Fumito Uwano


2026

With the rapid expansion of language resources and services across repositories and platforms, users face an overwhelming number of options. While this diversity promises flexibility, non-experts struggle to compose appropriate resource pipelines and select services that satisfy both functional and non-functional requirements. We propose a user-centered framework of LLM agents that interprets natural-language requests and performs end-to-end language service selection. The agents extract functional requirements to form coherent task compositions and select suitable language services for each component by interpreting non-functional quality aspects embedded in contextual cues. To ensure reliable and explainable decisions, we employ a four-step structured reasoning procedure that combines Few-Shot exemplars and Chain-of-Thought reasoning: extracting functional requirements, inducing non-functional evaluation axes, applying these axes as constraints in candidate retrieval, and determining a final composition.
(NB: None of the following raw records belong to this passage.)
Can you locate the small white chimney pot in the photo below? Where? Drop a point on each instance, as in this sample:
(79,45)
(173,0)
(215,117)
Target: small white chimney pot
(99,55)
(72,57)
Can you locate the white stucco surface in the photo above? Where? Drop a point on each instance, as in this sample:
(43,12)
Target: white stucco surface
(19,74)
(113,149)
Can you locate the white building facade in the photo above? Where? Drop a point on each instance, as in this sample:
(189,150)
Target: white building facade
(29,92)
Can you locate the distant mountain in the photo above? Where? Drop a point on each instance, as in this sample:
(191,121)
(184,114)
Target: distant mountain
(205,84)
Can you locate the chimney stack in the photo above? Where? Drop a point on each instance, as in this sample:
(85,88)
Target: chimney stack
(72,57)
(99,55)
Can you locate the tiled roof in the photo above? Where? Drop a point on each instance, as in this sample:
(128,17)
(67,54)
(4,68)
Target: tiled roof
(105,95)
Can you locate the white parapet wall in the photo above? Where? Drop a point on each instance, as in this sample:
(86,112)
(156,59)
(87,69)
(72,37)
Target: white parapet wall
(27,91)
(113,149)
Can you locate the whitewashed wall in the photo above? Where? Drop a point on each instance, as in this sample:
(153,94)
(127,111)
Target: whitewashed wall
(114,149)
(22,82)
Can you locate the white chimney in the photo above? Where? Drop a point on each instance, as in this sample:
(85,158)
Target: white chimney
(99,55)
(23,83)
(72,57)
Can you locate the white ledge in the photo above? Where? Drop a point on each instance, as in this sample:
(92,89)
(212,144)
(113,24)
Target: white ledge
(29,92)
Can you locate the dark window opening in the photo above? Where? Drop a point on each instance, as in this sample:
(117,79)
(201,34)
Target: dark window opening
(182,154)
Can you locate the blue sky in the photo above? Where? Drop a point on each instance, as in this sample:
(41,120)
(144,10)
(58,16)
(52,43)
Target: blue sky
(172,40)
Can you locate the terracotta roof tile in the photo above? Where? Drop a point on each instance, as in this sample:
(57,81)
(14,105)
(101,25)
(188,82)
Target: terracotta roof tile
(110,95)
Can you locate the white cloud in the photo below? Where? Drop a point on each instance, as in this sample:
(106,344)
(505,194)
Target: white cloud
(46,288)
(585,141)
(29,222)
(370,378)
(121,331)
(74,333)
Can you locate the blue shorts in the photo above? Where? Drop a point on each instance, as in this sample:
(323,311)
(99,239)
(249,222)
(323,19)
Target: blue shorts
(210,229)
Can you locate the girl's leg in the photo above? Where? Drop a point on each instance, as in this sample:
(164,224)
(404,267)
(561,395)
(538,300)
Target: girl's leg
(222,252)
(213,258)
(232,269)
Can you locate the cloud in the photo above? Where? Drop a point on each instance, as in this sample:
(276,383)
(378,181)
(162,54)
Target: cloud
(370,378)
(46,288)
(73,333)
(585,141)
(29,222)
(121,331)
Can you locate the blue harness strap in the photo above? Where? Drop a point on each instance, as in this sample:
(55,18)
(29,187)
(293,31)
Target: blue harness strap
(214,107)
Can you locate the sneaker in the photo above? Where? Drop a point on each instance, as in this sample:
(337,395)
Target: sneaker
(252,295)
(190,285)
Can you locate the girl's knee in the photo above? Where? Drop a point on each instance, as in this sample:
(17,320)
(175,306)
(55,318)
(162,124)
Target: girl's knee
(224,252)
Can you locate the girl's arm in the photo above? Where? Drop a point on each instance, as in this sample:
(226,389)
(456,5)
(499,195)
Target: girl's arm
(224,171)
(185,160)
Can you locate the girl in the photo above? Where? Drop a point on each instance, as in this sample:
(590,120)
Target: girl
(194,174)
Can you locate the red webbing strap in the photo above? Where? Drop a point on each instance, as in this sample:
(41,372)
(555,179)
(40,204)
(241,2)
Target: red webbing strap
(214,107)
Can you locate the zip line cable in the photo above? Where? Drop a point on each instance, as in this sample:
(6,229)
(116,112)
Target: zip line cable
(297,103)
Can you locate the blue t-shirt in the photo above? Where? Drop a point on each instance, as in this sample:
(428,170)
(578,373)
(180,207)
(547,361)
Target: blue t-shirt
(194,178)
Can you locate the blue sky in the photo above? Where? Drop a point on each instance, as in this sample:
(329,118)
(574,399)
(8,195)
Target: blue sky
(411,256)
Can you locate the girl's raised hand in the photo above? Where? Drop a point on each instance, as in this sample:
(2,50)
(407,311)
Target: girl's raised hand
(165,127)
We construct a benchmark dataset pairing diverse user requests with standardized language service profiles containing metadata and quality indicators, and evaluate our framework against representative prompting-based baselines. Results show consistent gains in Precision, Recall, and F1-score, demonstrating improved capture of both functional intent and quality preferences. These findings demonstrate that structured LLM agents can bridge natural-language user intents and language service configurations, enabling end-to-end selection and composition in a transparent and user-centered manner.